Lagos demonstrates that it is not just the under reach of the law that is fatal to its purported public safety mission. Jessica's law emerged in Florida where a sex offender on probation kidnapped the nine year old girl next door, raping her, burying her alive, where she later died. Because of the outrage, the law focused on where sex offenders live (really the outrage should have been about the failure of probation to notify the Lundfords), but experts see no real link between where sex offenders live and where they can contact their victims. After all, some pedophiles will attempt to contact kids in parks, at school, in church, at the homes of their relatives. in none of these situations is it necessary or even particularly helpful for the sex offender to actually live nearby (only those with the least self control since it will obviously bring great attention to their immediate vicinity). The most visible impact of the law is on the large number of registered persons who because they are on parole or probation are forced to be officially homeless. As the Chronicle illustrates in a graphic with the story, only several small areas of San Francisco, the Presidio (a national park), Lake Merced, and a few bits of Bay side waterfront are outside the ban zone.
So what does Jessica's law do? It protects property values. Economic research has documented that home prices drop measurably in the vicinity of a sex offender. Leigh Linden and Jason Rockoff, in an innovative study (published in the American Economic Review but here's the ssrn version) using registration information to calculate price variations in home sales by proximity to actual sex offenders, found that the home next door dropped 12% in value and the average home in the immediate vicinity was 4% (that may seem small, but given the signal to noise ratio in this kind of research its amazing they found a significant effect).

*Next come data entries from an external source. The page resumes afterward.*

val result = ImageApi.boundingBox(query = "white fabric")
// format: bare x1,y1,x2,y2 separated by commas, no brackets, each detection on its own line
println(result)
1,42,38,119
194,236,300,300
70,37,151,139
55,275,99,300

One way of understanding the underlying logic of Jessica's law is that it protects homeowners from the danger that their home will be very close to that of a sex offender.
In several forthcoming articles I argue that home ownership, especially in the inflated form it took (especially here in California) in America from 1980 on, has been a crucial predisposing factor in making Americans prepared to support governing through crime and mass incarceration. Most of the war on crime makes no sense in terms of protecting victims from violent crime (sex or otherwise). If that is what we wanted to do, we would flood inner city neighborhoods with cops and social services at a fraction of the cost of our prisons. But that is not where the home owners are. Prisons, and expensive supplements like Jessica's law, make little sense as crime fighters, they make lots of sense as ways for politicians to reassure homeowning voters that those politicians are doing everything possible to protect their property values.